Following up my recent post in Participation in GitHub Projects

Below is a structured guide to deep dive into Retrieval-Augmented Generation (RAG) and Large Language Models (LLMs). The focus is on foundational understanding, implementation practices, and hands-on experimentation.

Photo by Kilian Seiler on Unsplash

1. Understanding RAG (Retrieval-Augmented Generation)

Key Concept:

RAG combines:

  • Retrievers (to fetch relevant data from external sources like knowledge bases or documents).
  • Generators (to create coherent and context-aware outputs using retrieved information).

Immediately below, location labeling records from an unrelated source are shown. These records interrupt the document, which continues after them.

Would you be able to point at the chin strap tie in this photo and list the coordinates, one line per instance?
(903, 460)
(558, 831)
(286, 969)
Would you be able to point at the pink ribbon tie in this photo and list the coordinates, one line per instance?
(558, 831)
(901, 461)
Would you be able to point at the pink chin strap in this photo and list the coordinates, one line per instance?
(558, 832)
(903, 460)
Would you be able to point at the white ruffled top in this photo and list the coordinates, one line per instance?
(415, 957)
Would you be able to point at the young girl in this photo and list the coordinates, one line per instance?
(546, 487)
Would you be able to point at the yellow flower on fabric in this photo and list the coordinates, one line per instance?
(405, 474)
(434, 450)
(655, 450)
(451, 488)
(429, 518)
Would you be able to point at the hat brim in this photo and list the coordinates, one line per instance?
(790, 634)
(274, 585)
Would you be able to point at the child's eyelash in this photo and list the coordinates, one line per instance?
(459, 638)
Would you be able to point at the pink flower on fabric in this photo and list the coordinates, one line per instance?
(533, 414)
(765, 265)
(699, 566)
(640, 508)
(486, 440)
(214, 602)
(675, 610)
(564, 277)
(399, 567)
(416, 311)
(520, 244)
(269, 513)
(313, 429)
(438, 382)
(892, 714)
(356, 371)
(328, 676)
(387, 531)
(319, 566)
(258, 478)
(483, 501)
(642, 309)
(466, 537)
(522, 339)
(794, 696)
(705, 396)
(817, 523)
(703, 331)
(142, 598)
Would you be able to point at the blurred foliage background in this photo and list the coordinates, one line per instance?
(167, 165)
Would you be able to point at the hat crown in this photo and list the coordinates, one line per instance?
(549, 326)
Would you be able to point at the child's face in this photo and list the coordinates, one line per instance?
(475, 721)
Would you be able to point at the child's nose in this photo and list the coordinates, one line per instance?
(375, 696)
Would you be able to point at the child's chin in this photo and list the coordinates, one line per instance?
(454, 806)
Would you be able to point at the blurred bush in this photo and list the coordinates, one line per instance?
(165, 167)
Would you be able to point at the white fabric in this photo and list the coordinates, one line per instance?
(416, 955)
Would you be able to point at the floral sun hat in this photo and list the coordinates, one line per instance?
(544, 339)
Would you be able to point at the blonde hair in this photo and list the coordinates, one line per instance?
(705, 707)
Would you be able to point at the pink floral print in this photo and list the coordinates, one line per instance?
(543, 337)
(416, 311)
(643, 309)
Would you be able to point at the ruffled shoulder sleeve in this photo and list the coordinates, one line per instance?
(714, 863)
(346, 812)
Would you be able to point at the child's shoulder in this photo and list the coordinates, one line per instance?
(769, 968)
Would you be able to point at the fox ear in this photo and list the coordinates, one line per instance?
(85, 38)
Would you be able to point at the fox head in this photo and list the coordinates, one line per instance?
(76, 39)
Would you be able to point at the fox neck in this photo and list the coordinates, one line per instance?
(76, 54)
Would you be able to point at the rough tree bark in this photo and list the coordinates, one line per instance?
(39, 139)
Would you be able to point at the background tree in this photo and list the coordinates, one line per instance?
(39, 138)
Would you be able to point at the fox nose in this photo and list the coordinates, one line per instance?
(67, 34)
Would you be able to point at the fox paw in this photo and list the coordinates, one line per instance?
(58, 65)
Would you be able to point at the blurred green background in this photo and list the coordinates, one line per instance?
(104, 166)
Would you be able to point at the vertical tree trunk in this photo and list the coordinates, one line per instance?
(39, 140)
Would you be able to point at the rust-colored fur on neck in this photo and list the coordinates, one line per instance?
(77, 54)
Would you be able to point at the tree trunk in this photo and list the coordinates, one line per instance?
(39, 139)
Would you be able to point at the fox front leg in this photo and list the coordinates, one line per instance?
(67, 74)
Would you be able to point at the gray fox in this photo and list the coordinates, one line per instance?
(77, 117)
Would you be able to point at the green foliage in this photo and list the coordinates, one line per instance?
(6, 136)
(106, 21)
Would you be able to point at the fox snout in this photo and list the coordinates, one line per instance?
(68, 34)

This bridges the gap between retrieval-based and generative systems, making RAG suitable for knowledge-intensive tasks.

A. Key Papers to Read

  1. Lewis et al. (2020): Retrieval-augmented generation for knowledge-intensive NLP tasks.
  • Introduces RAG. Uses Dense Passage Retrieval (DPR) with BART for generating evidence-based responses. Paper
  1. Karpukhin et al. (2020): Dense Passage Retrieval for Open-Domain Question Answering.
  • Focuses on the retriever component, optimizing retrieval through dense embeddings…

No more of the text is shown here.